How this skill works

Processors inherit from a common BatchProcessor that finds markdown files, reads and transforms content, and writes changes while producing a standardized ProcessingResult. Key modules include a WikilinkExtractor that builds link and backlink indexes, a TagNormalizer for inline and frontmatter tags with rule-driven transforms, and a FrontmatterProcessor that performs add/remove/update/validate/template operations.
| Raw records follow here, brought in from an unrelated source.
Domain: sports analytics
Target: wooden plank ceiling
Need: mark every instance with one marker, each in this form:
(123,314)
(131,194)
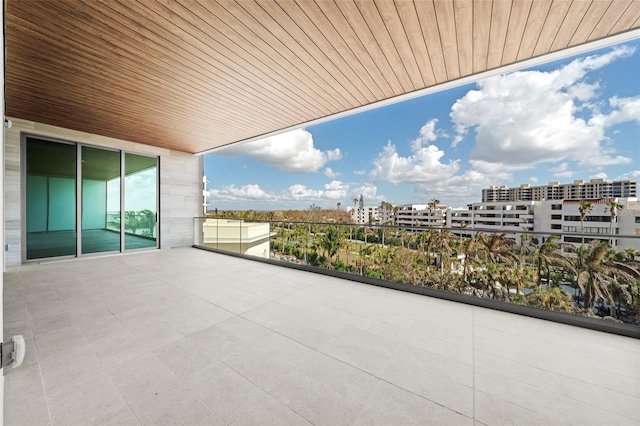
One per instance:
(192,75)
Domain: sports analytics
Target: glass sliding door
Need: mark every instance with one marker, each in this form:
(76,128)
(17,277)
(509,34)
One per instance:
(81,199)
(140,201)
(100,200)
(50,199)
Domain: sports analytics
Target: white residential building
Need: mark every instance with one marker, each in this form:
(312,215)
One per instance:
(420,216)
(564,216)
(365,215)
(579,189)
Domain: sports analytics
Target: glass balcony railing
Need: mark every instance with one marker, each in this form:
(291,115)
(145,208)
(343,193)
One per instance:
(597,278)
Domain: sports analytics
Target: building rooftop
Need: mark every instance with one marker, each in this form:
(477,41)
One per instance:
(192,337)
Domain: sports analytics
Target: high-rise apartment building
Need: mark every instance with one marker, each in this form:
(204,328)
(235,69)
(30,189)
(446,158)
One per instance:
(579,189)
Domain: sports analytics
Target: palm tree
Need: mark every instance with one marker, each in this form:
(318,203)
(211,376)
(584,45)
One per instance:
(584,208)
(432,205)
(548,256)
(613,207)
(331,242)
(601,276)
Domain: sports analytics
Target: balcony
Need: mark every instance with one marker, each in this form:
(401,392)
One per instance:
(192,337)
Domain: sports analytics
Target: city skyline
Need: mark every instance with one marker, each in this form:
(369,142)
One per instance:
(576,118)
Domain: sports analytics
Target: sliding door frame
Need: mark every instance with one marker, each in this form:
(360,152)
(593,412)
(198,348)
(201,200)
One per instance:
(79,178)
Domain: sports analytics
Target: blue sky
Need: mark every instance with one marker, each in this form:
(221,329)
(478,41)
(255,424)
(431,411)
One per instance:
(577,118)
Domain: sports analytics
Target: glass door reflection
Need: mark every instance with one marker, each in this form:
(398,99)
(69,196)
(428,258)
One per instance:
(140,201)
(100,200)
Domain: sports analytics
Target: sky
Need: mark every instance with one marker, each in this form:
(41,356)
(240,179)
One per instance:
(576,118)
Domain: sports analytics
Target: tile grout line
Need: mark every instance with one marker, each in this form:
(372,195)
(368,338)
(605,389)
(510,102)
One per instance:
(473,360)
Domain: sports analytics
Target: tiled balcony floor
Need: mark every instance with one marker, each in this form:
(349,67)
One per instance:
(190,337)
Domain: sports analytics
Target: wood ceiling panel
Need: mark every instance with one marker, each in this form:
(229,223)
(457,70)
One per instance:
(270,57)
(334,57)
(387,17)
(192,75)
(376,25)
(515,31)
(613,14)
(431,34)
(629,20)
(533,29)
(499,26)
(447,28)
(481,30)
(463,10)
(360,27)
(361,59)
(570,25)
(555,17)
(287,29)
(589,22)
(411,24)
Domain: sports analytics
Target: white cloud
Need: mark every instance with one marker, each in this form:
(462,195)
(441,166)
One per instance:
(529,117)
(234,193)
(562,171)
(328,172)
(456,190)
(289,152)
(422,166)
(599,176)
(631,175)
(428,133)
(335,190)
(624,109)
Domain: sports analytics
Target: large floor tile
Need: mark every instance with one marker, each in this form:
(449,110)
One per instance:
(134,339)
(94,400)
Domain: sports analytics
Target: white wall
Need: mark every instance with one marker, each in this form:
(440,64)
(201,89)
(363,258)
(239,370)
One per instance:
(1,211)
(180,184)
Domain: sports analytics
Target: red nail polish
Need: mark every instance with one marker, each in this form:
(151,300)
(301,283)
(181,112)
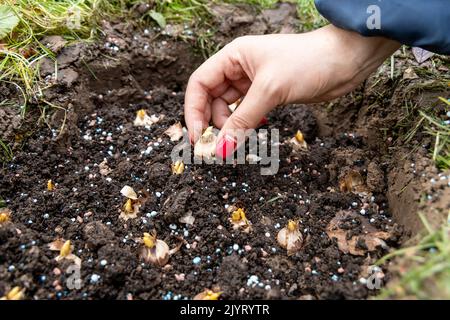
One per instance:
(263,121)
(226,146)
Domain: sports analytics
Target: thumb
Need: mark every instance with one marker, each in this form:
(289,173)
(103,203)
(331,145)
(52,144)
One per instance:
(248,115)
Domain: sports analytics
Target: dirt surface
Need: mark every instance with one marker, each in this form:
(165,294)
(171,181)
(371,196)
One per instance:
(149,71)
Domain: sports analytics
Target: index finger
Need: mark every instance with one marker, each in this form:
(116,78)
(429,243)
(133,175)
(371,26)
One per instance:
(209,81)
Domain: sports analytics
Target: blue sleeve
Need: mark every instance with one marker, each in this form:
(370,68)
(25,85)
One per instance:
(418,23)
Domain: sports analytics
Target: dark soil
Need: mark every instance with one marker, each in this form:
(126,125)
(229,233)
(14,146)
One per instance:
(84,207)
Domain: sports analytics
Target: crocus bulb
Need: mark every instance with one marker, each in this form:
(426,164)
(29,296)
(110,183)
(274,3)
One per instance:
(205,147)
(208,295)
(128,192)
(175,132)
(155,251)
(352,181)
(239,220)
(299,136)
(149,240)
(178,167)
(290,237)
(65,249)
(15,293)
(131,207)
(50,185)
(298,141)
(141,114)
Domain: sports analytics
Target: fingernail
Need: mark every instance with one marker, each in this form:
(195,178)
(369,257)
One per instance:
(226,146)
(263,121)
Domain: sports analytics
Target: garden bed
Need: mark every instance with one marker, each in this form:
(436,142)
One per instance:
(103,88)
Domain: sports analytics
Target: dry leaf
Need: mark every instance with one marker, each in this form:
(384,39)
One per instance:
(103,168)
(371,238)
(65,249)
(421,55)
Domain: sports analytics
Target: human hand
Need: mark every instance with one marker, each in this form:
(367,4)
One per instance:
(274,70)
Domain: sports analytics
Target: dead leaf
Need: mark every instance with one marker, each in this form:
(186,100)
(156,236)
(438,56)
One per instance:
(370,238)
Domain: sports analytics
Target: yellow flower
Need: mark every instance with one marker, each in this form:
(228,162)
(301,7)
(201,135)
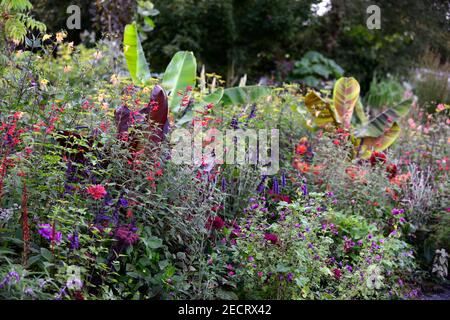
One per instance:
(104,106)
(114,79)
(146,90)
(60,36)
(101,97)
(98,55)
(43,83)
(67,69)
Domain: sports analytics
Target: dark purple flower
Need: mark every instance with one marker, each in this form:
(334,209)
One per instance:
(252,112)
(7,280)
(290,277)
(74,241)
(224,184)
(216,223)
(126,234)
(122,118)
(275,187)
(305,189)
(46,231)
(123,202)
(337,273)
(261,187)
(234,123)
(271,237)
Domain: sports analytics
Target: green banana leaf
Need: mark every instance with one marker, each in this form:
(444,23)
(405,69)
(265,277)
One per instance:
(359,117)
(134,55)
(383,121)
(322,111)
(180,73)
(213,98)
(244,95)
(370,144)
(345,96)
Safety features include --dry-run, automatic .bak backups, VaultContext rollback on exceptions, and pre-write validation; outputs are JSON-ready for integration.

When to use it

  • Standardize tags across an entire vault before sharing or exporting
  • Audit and repair broken or orphaned wikilinks and build a link graph
  • Apply or enforce frontmatter templates and metadata policies
  • Run vault-wide migrations after bulk imports or structural changes
  • Generate reports for validation and downstream processing by other tools

Best practices

  • Always run with --dry-run first to preview changes and catch unexpected transforms
  • Version-control your vault and rely on automatic .bak files for an extra safety layer
  • Use JSON rule files for tag mappings to ensure reproducible migrations
  • Combine processing with obsidian-markdown validation to catch syntax issues before commit
  • Run targeted processors on subsets (folders or globs) before scaling to the whole vault

Example use cases

  • Normalize all tags to lowercase, preview with --dry-run, then apply across the vault
  • Extract a full wikilink index, find broken links, and export a graph.json for analysis
  • Apply an article frontmatter template to newly imported notes after CSV/JSON ingestion
  • Detect orphaned notes and generate a report for content cleanup
  • Perform a controlled rename of a top-level note using LSP-enabled recursive backlink updates

FAQ

Can I preview changes without modifying files?

Yes — use --dry-run to simulate all changes and produce reports without writing files.

How does rollback work if something fails mid-run?

Processors use VaultContext which creates backups before writes and will revert to backups if an exception occurs.

Can I apply complex tag mappings?

Yes — TagNormalizer accepts a JSON rules file with regex patterns and replacements for deterministic, case-aware mappings.